Reflecting on talinhaga or metaphors, imageries and signs is not simply a process of thinking but a part of a whole lifestyle anchored in prayer and devotion. This is true not only for the Filipino revolutionaries who appeared to be fanatics to the Spanish and American forces because they attacked the gun-men of their colonizers with nothing but blow-pipes, arrows and bolos.
The invaders did not know that the final actions of these Filipinos were, as described by historian Reynaldo Ileto in his classic book Pasyon and Revolution: “…the total orientation of one’s being toward an order of reality in which the disruption of one’s ‘normal’ role in society, including death itself, was a distinct possibility. It was a conscious act of realizing certain possibilities of existence... through reflection upon certain mysteries and signs.”
Through pakiramdam or shared inner perception, the Filipino bayani picked up signs and cues— not only from the text of the Pasyon, which they recited collectively, but also from nature and from each other.
Even today, these signs are all around us, but it takes a certain kind of openness and sensitivity to recognize them and respond to them.

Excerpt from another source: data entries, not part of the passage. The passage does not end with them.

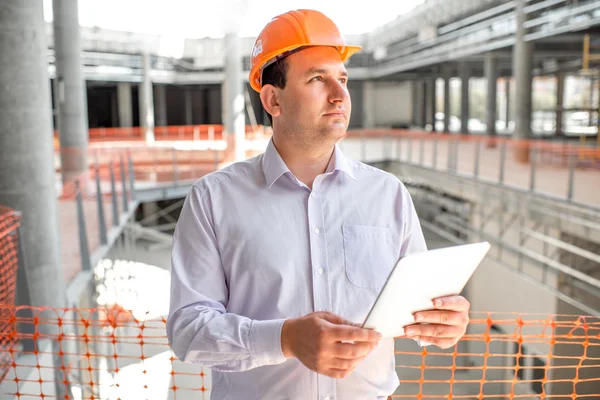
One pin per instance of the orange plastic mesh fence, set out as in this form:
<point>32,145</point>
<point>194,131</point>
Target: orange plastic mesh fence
<point>9,222</point>
<point>113,353</point>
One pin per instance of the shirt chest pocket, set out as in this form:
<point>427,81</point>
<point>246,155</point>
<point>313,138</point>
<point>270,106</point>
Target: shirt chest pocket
<point>369,255</point>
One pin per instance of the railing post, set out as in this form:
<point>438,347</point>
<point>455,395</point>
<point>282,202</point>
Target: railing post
<point>434,162</point>
<point>363,148</point>
<point>502,162</point>
<point>571,187</point>
<point>114,195</point>
<point>477,158</point>
<point>449,159</point>
<point>455,156</point>
<point>131,176</point>
<point>533,170</point>
<point>123,184</point>
<point>101,220</point>
<point>216,157</point>
<point>175,172</point>
<point>84,248</point>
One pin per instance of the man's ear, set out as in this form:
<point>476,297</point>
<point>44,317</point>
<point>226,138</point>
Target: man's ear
<point>270,100</point>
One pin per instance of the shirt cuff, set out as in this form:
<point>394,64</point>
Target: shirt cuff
<point>265,342</point>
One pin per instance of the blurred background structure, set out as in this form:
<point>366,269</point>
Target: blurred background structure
<point>488,111</point>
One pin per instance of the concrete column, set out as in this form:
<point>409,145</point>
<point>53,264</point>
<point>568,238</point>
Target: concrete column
<point>507,104</point>
<point>146,102</point>
<point>114,109</point>
<point>72,107</point>
<point>27,181</point>
<point>188,106</point>
<point>522,65</point>
<point>423,103</point>
<point>491,74</point>
<point>447,77</point>
<point>233,98</point>
<point>125,106</point>
<point>160,92</point>
<point>464,98</point>
<point>414,92</point>
<point>368,104</point>
<point>560,96</point>
<point>432,102</point>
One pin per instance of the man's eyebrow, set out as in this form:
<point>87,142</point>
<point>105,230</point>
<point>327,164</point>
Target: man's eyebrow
<point>323,71</point>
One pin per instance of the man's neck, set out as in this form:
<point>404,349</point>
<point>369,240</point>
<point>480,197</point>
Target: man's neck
<point>305,163</point>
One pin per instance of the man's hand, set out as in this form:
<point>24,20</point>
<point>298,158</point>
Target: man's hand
<point>443,326</point>
<point>316,340</point>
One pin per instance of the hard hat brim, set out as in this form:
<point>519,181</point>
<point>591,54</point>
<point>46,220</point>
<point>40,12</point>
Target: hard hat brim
<point>345,52</point>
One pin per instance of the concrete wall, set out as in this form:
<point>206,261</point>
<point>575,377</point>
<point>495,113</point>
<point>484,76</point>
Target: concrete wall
<point>393,104</point>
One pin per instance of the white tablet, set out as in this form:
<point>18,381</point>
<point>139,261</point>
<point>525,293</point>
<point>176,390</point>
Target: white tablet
<point>419,278</point>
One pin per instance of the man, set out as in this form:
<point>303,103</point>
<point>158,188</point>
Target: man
<point>277,259</point>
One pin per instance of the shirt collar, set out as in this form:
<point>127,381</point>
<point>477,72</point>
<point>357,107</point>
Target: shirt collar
<point>274,166</point>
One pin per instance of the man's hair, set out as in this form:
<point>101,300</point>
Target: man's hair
<point>275,75</point>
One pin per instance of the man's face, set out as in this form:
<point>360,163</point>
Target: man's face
<point>315,104</point>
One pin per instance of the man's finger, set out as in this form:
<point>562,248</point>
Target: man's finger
<point>434,330</point>
<point>352,351</point>
<point>452,303</point>
<point>442,343</point>
<point>334,319</point>
<point>442,317</point>
<point>354,334</point>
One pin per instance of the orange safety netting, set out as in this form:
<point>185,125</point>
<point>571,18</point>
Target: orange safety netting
<point>113,353</point>
<point>9,245</point>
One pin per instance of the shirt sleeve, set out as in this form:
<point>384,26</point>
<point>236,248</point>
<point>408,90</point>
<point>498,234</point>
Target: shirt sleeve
<point>199,328</point>
<point>413,240</point>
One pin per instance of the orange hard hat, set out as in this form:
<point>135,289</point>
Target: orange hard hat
<point>291,31</point>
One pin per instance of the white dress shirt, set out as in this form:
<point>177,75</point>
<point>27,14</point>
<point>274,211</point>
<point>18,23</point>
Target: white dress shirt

Understanding talinhaga has a lot to do with listening to the environment. Words are still relatively young on this planet, where language had split man from Mother Earth. But the environment talks in many different ways like colors, sounds, movements, or spontaneous events and others.
The lumads and the culture-bearing artists sure know how to read signs from the environment. From this practice, they build their sampalataya, a strong belief and personal conviction, which (according to Reynaldo Ileto) is often spiritual in nature. A person acting on sampalataya does not consult the intellect, but is driven by deep or tacit feelings.
It is their duty of the culture bearers to interpret to us through their art what the environment says.